We learned that construction on the buildings around the memorial site will be shut down for one week in September 2011 for the 10th anniversary of the attacks. The reflection pool memorial will be open to the public that week, then closed because of ongoing construction of the buildings that make it unsafe for visitors.
We were both in tears by the end of our Person to Person History tour. Ann thanked us for coming and for remembering what happened that day. She said she wanted to end on a more upbeat note, telling us there are lots of fun things to do during our visit to NYC. "This isn't one of them," she said. It wasn't fun. But is was very moving. Neither of us will ever forget that day, and we must not. It was a defining moment in our nation's history and shapes our future. It was important to refresh our memories of what happened.
This quartz crystal is part of a memorial to the 11 American Express Travel Center workers killed in the attacks. It is a mineral that is found on all parts of our world and symbolizes the fact that people from all over the world were killed there. You can see the construction site reflected in the pool.
During the long period of rescue and recovery work at Ground Zero, a small Episcopal chapel, St. Paul's, down the street was a haven for rescue workers and family. We visited there after our tour of the construction site. Here are a few scenes from the church. One of the pictures is of a priest celebrating Mass wearing a red chasuble covered with patches from police and fire departments.

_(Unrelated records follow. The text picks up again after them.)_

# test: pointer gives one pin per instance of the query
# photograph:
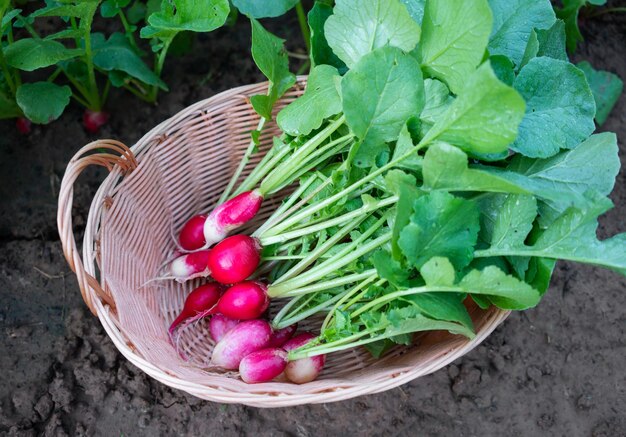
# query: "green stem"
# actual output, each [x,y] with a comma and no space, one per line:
[327,267]
[327,285]
[7,73]
[304,26]
[319,250]
[358,287]
[91,72]
[129,33]
[242,164]
[105,93]
[316,159]
[309,211]
[278,217]
[337,256]
[286,321]
[409,292]
[304,67]
[365,209]
[299,157]
[290,200]
[337,345]
[282,257]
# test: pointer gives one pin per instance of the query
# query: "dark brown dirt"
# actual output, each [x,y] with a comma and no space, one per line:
[554,370]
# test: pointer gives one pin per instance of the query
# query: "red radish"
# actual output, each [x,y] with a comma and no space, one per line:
[201,232]
[245,300]
[230,215]
[198,303]
[192,234]
[220,325]
[23,125]
[247,337]
[280,336]
[94,120]
[191,265]
[234,259]
[263,365]
[305,369]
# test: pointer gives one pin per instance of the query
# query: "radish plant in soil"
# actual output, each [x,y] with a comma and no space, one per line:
[428,175]
[477,208]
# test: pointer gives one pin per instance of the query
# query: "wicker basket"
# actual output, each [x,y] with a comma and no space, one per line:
[176,170]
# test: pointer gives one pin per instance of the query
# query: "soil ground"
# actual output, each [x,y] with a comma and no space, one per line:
[554,370]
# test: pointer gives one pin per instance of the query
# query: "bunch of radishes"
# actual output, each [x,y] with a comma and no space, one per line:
[235,304]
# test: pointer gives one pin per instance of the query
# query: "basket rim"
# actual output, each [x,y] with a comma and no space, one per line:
[265,394]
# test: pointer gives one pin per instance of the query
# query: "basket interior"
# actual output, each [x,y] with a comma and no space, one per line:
[183,166]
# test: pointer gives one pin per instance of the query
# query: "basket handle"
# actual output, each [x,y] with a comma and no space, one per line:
[123,159]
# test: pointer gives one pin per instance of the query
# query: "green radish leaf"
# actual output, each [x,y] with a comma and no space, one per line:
[404,146]
[445,167]
[270,56]
[110,8]
[506,219]
[532,48]
[399,321]
[29,54]
[193,15]
[437,101]
[263,8]
[321,53]
[438,271]
[484,117]
[503,68]
[390,269]
[320,100]
[559,108]
[572,237]
[116,54]
[560,181]
[378,23]
[441,225]
[8,106]
[552,41]
[455,36]
[591,166]
[606,88]
[513,23]
[405,187]
[416,9]
[43,102]
[66,34]
[379,95]
[504,291]
[57,9]
[442,306]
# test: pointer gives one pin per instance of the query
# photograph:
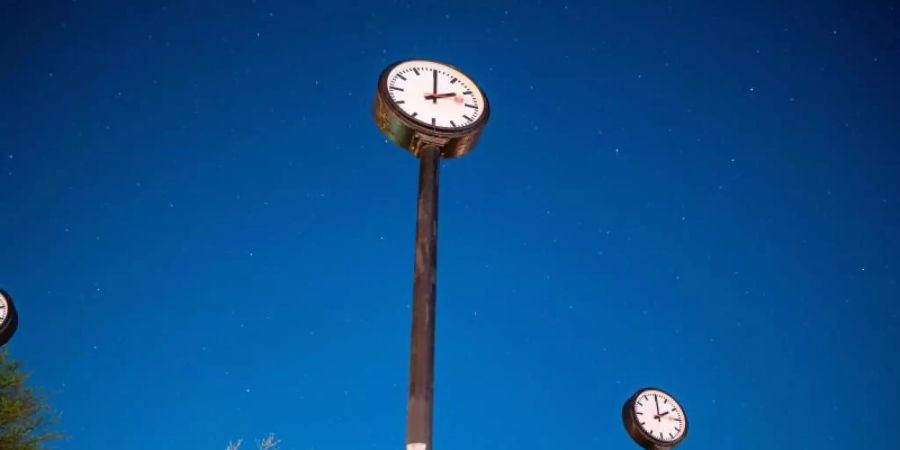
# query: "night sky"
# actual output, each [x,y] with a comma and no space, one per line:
[208,238]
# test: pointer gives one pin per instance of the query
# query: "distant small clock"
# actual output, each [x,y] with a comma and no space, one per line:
[9,319]
[654,419]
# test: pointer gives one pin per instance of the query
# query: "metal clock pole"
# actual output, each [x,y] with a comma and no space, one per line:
[435,111]
[421,361]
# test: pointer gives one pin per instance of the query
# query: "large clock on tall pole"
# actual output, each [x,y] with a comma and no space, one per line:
[9,318]
[434,111]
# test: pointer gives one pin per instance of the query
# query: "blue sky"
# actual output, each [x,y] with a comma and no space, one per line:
[208,238]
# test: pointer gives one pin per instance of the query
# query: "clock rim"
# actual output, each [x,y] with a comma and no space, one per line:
[422,127]
[11,323]
[638,433]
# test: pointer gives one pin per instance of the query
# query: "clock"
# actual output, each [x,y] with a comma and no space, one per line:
[654,419]
[9,319]
[421,102]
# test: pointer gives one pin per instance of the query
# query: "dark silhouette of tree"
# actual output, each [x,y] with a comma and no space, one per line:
[25,415]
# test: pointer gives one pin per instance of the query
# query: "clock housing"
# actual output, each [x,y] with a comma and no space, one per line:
[638,411]
[9,318]
[407,129]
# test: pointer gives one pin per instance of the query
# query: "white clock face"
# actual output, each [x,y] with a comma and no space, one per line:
[4,309]
[659,415]
[435,94]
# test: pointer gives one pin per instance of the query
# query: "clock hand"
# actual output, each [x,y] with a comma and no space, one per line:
[435,85]
[437,96]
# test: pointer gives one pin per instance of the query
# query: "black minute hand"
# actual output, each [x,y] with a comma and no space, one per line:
[434,99]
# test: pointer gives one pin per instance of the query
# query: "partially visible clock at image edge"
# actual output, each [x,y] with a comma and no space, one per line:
[436,95]
[9,319]
[654,419]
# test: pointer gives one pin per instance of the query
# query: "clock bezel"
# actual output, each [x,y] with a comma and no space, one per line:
[644,439]
[443,131]
[11,322]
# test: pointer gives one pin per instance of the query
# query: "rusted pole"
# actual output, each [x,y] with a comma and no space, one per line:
[421,359]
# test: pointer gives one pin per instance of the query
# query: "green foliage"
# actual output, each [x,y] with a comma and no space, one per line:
[24,413]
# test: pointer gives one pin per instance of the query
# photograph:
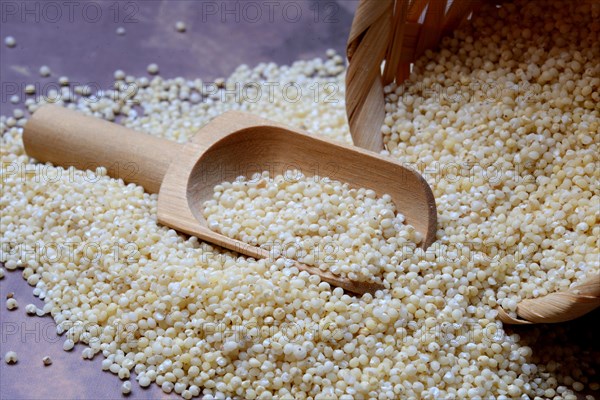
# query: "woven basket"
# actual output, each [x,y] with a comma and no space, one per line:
[397,33]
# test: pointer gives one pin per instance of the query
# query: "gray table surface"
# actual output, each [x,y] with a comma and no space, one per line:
[81,43]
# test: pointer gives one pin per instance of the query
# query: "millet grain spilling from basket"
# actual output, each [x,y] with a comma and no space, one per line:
[194,319]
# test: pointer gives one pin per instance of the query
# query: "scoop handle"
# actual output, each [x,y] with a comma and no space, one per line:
[68,138]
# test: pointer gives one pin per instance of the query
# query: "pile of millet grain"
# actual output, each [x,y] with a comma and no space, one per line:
[515,176]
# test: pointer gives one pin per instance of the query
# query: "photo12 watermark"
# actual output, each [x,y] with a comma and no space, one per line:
[61,12]
[242,11]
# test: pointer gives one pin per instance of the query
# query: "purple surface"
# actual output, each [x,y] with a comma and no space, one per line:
[89,51]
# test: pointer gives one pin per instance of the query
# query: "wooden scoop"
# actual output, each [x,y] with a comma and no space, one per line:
[231,145]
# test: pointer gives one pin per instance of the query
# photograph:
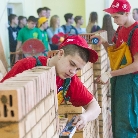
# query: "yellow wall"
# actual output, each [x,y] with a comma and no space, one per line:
[61,7]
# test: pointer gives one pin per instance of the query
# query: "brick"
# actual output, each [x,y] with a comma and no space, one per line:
[11,130]
[50,132]
[13,106]
[30,121]
[37,131]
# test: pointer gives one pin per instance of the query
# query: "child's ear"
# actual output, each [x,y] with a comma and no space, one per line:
[60,53]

Those patches were given to the clergy by many of the first responders from all over the country in recognition of their gratitude for the care they received.
In the plaza that was at the center of the World Trade Center complex there was a globe, symbolizing the trade from all over the world that came together there. When that bronze statue was uncovered it was found to be badly damaged. The statue was moved to Battery Park and put on display. It sits on a piece of landfill on the Hudson River created with dirt that had been removed to build the WTC. The statue is still there, with an eternal flame at its side.